In this paper, the researchers describe a technique in which nanowires of potassium niobate were synthesized in a special hot water solution and separated using ultrasound. The wires were highly uniform in size, several microns long, but only about 50 nanometers in diameter. A beam from an infrared laser was used to create an optical trap that allowed individual nanowires to be grabbed and manipulated. Because of potassium niobate's unique optical properties, this same beam of infrared laser light also served as an optical pump, causing the nanowires to emit visible light whose color could be selected. In a demonstration of the technique's potential, these nanowire light sources were used to generate fluorescence from specially treated beads.
Central to the success of the nanowire light source are the exceptional nonlinear optical properties of potassium niobate. These nonlinear properties enable the frequencies of the incoming infrared light to be mixed or doubled, through techniques known respectively as second harmonic generation (SHG) or sum frequency generation (SFG), before being emitted as visible light. The result is light that is tunable as well as coherent, which fulfills a technological requirement that has posed a major challenge for both photo-imaging and photo-detection in subwavelength optics.
Coupled with earlier projects in which Yang and his research group created ultraviolet nanowire nanolasers, and made nanoribbon optical waveguides that can channel and direct light through circuitry, the new nanowire light source lays firm groundwork for future nanophotonic technology. Photonics, a technology in which the movement of light waves replaces the movement of electrons as information carriers, promises computers and networks that are thousands of times faster than what we have today.

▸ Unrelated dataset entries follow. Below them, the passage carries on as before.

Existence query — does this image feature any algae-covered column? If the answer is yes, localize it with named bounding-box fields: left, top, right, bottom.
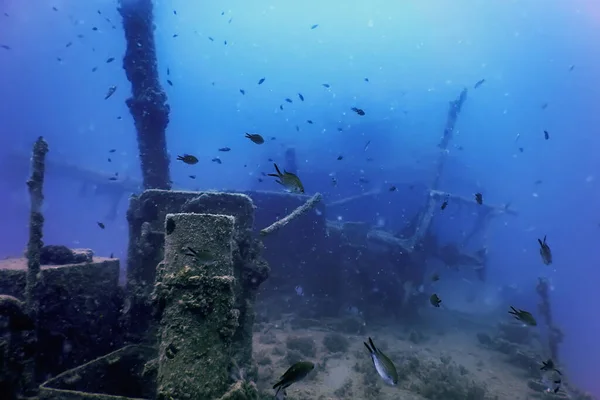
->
left=432, top=88, right=468, bottom=190
left=155, top=213, right=257, bottom=400
left=118, top=0, right=171, bottom=190
left=25, top=137, right=48, bottom=315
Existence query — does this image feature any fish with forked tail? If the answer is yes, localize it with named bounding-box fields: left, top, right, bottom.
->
left=273, top=361, right=314, bottom=396
left=364, top=337, right=398, bottom=385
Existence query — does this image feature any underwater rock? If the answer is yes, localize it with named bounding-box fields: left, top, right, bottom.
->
left=323, top=332, right=350, bottom=353
left=285, top=336, right=316, bottom=358
left=408, top=329, right=427, bottom=344
left=476, top=332, right=493, bottom=347
left=508, top=350, right=540, bottom=376
left=258, top=331, right=277, bottom=345
left=38, top=245, right=93, bottom=265
left=332, top=316, right=366, bottom=335
left=409, top=358, right=488, bottom=400
left=497, top=321, right=531, bottom=345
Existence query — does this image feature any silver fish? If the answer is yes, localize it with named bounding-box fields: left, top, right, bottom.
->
left=364, top=337, right=398, bottom=385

Bio-imaging may be the field in which this nanowire light source technology has its biggest impact. Optical or visible light microscopy remains at the forefront of biological research because it allows scientists to study living cells and tissues. However, whereas the resolution of optical microscopy is limited by diffraction, through subwavelength techniques it becomes possible to visualize features smaller than visible light wavelengths. For biology, this brings normally invisible subcellular structures into view.
When a nanowire light source was touched to a fluorescent bead, the bead emitted a distinct orange fluorescence at the contact point. When the nanowire was removed, the orange fluorescence was immediately reduced 80-fold, confirming that the nanowire was the predominant source of fluorescent excitation.
Yang and Liphardt caution that the nanowire light source technology is at a very early stage of development. Liphardt compares it to where atomic force microscopy was some 10 years ago. He also says that this technology is not intended to replace existing microscopy technologies, but will enable researchers to do things that cannot be done with current technology.
This work was supported by the Office of Science, Basic Energy Sciences, Division of Materials Science of the U.S. Department of Energy, and by the Dreyfus Foundation, the University of California, Berkeley, the Experimental Physical Chemistry Program of the National Science Foundation, and NASA.